BoM: “Foreign Exchange Market Up 17% in Q2, Reaching $2B in Forex Sales”

The foreign exchange market recorded significant growth of 17 per cent in the second quarter of 2024 compared to the first quarter, with sales of foreign currency between commercial banks and clients reaching a total of 129.8 billion meticals. The information was consulted this Tuesday (20) by Diário Económico (DE) in the bulletin on the money, interbank and foreign exchange markets, recently released by the Bank of Mozambique (BoM).

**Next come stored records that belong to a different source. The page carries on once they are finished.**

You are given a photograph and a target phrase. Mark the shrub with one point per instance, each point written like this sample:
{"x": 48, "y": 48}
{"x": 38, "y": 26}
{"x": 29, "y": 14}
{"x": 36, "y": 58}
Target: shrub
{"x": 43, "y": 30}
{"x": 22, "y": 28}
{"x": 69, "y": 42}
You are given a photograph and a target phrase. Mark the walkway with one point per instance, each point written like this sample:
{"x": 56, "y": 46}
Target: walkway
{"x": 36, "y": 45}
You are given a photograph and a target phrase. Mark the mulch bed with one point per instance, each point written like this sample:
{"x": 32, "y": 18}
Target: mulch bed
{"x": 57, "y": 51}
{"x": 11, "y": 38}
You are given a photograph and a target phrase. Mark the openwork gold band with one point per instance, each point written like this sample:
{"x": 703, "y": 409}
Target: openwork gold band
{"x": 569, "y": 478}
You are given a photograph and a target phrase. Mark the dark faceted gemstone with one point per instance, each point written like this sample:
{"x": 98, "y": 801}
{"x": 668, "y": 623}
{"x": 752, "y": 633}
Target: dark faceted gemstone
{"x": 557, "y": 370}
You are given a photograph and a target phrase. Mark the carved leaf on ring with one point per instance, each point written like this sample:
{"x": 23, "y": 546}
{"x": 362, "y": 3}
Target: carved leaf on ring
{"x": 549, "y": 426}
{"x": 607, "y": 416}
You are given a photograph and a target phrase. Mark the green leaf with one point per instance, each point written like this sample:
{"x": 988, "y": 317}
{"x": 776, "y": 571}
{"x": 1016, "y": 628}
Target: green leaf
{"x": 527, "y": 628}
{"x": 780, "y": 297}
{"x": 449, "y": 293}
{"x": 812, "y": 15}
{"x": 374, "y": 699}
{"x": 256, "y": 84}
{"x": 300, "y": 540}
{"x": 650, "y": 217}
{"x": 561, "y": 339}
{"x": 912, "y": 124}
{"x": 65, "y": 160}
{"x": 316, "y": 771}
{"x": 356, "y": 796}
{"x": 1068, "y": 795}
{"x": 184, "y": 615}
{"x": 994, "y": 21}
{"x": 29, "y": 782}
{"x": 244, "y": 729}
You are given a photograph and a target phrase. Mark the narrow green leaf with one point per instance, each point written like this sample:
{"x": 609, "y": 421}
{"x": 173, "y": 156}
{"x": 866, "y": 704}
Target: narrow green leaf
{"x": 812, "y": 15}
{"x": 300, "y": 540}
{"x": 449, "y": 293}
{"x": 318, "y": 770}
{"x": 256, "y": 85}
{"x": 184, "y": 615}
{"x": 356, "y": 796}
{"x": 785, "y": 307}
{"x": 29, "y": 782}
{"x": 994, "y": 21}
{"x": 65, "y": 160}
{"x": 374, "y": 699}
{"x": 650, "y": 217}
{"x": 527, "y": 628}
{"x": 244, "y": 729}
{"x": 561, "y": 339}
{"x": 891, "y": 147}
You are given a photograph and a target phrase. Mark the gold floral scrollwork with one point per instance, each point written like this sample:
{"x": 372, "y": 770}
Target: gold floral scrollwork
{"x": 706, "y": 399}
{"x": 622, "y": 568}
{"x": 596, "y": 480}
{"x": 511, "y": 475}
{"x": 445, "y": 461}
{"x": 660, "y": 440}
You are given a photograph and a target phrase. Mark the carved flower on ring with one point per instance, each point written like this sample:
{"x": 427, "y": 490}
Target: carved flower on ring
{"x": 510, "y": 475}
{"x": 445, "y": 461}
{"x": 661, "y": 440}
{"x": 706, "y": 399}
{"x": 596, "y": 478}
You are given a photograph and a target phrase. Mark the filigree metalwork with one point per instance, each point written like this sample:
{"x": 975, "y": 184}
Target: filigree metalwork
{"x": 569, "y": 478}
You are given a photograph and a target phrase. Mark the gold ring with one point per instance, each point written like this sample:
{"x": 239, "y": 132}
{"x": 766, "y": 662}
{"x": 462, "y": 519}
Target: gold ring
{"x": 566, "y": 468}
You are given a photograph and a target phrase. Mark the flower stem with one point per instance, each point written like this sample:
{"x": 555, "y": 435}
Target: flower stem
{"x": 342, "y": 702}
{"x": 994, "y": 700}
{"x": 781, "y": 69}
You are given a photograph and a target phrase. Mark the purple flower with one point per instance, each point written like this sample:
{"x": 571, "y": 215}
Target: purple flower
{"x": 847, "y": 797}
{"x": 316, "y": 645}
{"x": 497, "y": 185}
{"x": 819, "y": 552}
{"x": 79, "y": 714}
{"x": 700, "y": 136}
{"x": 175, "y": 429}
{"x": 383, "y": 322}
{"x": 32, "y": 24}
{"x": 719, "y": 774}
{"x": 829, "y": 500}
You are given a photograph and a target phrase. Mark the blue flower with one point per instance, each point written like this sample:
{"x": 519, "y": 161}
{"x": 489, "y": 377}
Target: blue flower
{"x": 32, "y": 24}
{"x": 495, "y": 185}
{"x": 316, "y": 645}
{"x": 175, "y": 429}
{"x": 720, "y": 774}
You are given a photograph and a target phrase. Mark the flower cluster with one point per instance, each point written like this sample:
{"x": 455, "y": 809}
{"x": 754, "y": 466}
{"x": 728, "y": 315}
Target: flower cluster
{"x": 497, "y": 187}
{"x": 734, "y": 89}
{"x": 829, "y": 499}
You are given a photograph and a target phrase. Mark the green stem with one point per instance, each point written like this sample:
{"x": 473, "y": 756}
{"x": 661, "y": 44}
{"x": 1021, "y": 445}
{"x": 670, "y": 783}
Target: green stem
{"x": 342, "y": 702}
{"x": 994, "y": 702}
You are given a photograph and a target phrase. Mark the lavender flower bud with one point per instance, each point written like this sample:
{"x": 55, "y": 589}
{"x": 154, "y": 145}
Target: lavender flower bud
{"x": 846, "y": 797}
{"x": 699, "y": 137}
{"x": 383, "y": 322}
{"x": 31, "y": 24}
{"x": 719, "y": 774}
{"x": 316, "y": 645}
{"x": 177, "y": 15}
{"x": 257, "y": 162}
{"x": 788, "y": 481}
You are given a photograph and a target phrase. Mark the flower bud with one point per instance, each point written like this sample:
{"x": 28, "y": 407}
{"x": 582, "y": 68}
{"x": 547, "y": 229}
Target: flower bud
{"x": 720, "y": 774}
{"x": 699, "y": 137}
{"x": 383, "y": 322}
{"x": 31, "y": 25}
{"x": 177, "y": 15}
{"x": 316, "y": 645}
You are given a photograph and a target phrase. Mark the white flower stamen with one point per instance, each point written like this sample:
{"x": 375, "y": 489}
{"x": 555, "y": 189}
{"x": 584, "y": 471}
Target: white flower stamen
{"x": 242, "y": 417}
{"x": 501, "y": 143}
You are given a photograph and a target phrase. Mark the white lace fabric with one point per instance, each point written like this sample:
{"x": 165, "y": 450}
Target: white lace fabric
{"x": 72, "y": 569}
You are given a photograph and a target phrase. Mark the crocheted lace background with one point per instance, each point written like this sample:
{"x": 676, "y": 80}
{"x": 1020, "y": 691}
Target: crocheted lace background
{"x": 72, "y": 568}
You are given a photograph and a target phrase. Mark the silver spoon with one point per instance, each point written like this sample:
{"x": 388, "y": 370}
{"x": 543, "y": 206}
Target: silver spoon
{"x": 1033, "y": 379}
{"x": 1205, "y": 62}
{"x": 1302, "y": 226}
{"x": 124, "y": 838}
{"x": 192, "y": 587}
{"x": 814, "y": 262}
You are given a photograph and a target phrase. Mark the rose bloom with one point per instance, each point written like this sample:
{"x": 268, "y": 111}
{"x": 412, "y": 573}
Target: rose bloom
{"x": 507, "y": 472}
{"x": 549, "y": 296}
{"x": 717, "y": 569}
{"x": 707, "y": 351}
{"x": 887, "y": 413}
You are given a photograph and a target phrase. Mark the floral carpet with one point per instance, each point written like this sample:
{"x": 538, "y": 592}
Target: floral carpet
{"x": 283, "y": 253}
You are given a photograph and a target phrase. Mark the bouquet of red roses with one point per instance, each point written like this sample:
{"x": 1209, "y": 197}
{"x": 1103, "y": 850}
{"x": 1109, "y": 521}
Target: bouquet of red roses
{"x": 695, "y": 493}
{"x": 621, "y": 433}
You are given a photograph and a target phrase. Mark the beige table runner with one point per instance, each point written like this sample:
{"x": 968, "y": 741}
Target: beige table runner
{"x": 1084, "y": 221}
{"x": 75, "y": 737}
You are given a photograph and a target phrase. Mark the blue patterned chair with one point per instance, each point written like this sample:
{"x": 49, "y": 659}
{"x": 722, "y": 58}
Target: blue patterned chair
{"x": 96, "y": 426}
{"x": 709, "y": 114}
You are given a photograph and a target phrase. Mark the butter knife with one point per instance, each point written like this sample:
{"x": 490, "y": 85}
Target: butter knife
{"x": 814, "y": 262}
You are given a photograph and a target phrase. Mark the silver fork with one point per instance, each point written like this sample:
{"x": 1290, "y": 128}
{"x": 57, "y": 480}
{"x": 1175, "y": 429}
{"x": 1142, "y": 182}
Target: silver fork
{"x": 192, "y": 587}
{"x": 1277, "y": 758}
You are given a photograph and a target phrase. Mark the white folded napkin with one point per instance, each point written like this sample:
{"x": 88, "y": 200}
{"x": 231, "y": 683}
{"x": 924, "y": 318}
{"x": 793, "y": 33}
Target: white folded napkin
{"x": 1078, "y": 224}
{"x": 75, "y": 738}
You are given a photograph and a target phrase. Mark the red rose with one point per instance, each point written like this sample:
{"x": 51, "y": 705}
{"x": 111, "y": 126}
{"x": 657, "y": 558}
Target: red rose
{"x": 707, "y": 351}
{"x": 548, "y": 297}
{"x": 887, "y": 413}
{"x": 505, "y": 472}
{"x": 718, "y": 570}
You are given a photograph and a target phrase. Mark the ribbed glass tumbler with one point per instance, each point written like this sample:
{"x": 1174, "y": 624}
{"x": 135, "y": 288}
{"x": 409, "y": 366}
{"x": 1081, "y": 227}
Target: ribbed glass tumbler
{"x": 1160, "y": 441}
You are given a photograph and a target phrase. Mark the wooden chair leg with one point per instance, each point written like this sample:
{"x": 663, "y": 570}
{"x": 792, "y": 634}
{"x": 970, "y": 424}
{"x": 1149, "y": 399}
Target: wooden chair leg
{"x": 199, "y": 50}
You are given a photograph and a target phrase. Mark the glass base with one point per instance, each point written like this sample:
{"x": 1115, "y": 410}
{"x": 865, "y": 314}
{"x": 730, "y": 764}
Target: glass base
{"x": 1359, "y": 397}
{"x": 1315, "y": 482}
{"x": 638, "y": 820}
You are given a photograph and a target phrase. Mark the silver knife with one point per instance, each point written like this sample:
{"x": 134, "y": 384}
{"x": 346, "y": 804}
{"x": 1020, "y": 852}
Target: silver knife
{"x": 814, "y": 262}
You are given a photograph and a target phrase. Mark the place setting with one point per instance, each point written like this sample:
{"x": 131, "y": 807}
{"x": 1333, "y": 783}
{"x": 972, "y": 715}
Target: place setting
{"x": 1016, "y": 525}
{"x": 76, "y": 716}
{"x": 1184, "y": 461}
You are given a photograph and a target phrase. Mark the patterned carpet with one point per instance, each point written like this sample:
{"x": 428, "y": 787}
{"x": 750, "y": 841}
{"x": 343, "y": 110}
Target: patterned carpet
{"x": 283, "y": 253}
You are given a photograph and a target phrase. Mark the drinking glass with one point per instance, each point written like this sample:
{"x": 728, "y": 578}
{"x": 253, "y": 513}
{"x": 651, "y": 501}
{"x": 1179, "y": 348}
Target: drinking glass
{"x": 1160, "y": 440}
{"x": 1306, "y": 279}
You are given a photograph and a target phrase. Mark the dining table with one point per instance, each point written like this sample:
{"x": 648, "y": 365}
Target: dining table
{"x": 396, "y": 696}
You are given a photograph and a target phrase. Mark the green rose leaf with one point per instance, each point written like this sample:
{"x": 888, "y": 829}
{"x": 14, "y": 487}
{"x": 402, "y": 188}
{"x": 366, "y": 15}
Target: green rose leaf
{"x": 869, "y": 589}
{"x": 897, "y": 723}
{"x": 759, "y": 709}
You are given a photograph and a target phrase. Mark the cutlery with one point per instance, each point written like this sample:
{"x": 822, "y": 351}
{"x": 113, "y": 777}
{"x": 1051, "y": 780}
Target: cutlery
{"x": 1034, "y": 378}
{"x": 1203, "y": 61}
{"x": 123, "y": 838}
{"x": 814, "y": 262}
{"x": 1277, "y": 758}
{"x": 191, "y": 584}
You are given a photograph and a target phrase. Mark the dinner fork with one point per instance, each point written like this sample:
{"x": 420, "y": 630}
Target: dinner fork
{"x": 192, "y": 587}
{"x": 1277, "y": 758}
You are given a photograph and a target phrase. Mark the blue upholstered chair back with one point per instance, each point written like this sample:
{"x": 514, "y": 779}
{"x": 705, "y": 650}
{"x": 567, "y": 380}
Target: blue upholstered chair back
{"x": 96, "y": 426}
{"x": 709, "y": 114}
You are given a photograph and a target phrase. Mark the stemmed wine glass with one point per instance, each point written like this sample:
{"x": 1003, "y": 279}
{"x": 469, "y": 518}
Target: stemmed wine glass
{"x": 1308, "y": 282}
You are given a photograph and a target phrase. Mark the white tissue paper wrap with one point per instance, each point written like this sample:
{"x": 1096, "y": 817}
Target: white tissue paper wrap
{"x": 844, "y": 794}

According to the report, the total volume of foreign exchange sales over the months of April, May and June 2024 was higher than the 110.9 billion meticals recorded in the first quarter of 2024, reflecting continued growth in demand for foreign exchange, driven by various economic factors. In addition, operations in derivatives, such as forward exchange and currency swaps (temporary currency exchanges between two parties, used to manage exchange rate risks), totalled 19.2 billion meticals in the second quarter.

The DE had already reported in April that the director of the Bank of Mozambique (BoM), Jamal Luís Omar, said that the current state of the country’s foreign exchange market remained liquid and stable, taking into account the indicators of revenue from exports and other factors.

He was responding to concerns raised by the Confederation of Economic Associations (CTA) during the Business Environment Monitoring Council (CMAN), an event that took place that month.

More recently, however, the business community has expressed concerns about the availability of foreign currency on the market.

The president of the CTA pointed out that ‘the worsening of access to foreign currency on the national market has been a very negative factor that influences business transactions, particularly those that depend on international trade’, emphasising that the lower availability of foreign currency has had repercussions on the fall in exports.

This lower availability comes from the new currency restriction measures adopted by the BoM (Bank of Mozambique), the CTA emphasised.